Beim Alter würden die meisten Kinder schummeln. Weil sie meistens keinen Ausweis dabei haben, kann das Alter nicht überprüft, sondern nur geschätzt werden. "Die meisten machen sich jünger, um in den Genuss der Jugendwohlfahrtmaßnahmen zu kommen. 18-Jährige gelten als Erwachsene und müssen alles auf eigene Faust organisieren. Deswegen sagen sie, dass sie 16 statt 18 sind", sagt der 63-Jährige. Unbegleitete Flüchtlingskinder haben unter anderem Anspruch auf Gesundheitsversorgung, Schulbildung, psychologische Betreuung, Unterkunft und Obhut sowie eine Vertretung in asylrechtlichen Verfahren. Diese Grundsätze sind in mehreren Abkommen verankert, wie der UN-Kinderrechtskonvention, dem Menschenrechtsabkommen oder der Genfer Flüchtlingskonvention.

Kriegsflüchtling

Auf den Strohsesseln im Gang hat es sich mittlerweile ein Bub bequem gemacht. Er heißt Emran und hat 2012 in der "Drehscheibe" gewohnt. Er ist Kriegsflüchtling aus Afghanistan, sein Vater wurde vor seinen Augen erschossen. Die Kinder bleiben bis zu vier Monate in der Einrichtung. Bis dahin muss das Asylverfahren abgeschlossen sein. Danach wird eine Unterkunft organisiert, in der sie längerfristig leben können.
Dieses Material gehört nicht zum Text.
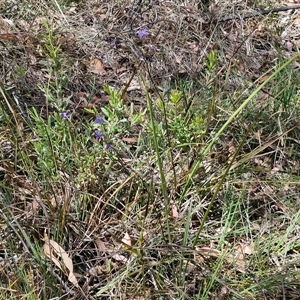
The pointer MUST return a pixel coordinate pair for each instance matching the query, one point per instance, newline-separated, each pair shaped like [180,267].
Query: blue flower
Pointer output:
[65,115]
[143,32]
[99,121]
[98,135]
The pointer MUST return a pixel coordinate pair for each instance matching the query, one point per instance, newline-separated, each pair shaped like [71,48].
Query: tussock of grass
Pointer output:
[163,162]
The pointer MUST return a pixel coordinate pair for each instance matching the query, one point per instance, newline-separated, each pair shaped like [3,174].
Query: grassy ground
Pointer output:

Trotzdem statten die Schützlinge der "Drehscheibe" später noch ab und zu Besuche ab. "Hallo, Chef", begrüßt Emran den Leiter der Einrichtung grinsend.
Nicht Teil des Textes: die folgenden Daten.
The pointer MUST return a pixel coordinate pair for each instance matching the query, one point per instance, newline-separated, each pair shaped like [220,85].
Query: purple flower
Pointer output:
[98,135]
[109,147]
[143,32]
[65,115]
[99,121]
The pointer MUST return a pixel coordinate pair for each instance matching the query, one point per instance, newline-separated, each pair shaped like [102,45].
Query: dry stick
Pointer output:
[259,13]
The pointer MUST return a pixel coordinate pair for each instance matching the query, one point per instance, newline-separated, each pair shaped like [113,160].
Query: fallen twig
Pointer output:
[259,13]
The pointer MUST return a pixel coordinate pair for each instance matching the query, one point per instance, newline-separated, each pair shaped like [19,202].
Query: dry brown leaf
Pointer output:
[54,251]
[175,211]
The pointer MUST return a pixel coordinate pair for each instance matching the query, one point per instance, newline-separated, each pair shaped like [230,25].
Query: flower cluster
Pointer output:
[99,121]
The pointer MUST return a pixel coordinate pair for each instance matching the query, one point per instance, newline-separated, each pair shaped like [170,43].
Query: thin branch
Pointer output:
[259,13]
Ceipek, der von den Kindern nur "Chef" genannt wird, freut sich, wenn er hier alte Bekannte sieht. "Wir haben Burschen, die als Flüchtlinge gekommen sind, hier Fuß gefasst haben und jetzt, weil sie schon ein bisschen älter sind, zu uns kommen und dolmetschen. Weil wir ihnen damals geholfen haben, helfen sie uns jetzt. Es ist irrsinnig klasse, wenn man das sieht."

Geschwister entführt

Nicht in allen Fällen läuft es aber gut. Ceipek erinnert sich an einen 17-Jährigen, der von Afghanistan nach Österreich flüchtete. "Kurz vor Weihnachten wollte er plötzlich wieder zurück. Er saß auf dem Strohsessel und hat stundenlang immer wieder dieselbe traurige Melodie auf einer Melodica gespielt." Vor seinem Rückflug nannte er dann den Grund für seinen spontanen Entschluss: "Per Telefon hat er erfahren, dass die Schlepper, die ihn nach Österreich brachten, seine beiden kleinen Geschwister entführt haben. Der Bub war den Schleppern nämlich noch 8000 Dollar schuldig. Er wusste, dass er - wenn er zurück nach Afghanistan kehre - eine Rückkehrhilfe von 3500 Euro bekommt. Mit dem Geld wollte er seine Geschwister freikaufen", berichtet Ceipek. Die "Drehscheibe" habe dann alles in die Wege geleitet, damit er seine Geschwister findet.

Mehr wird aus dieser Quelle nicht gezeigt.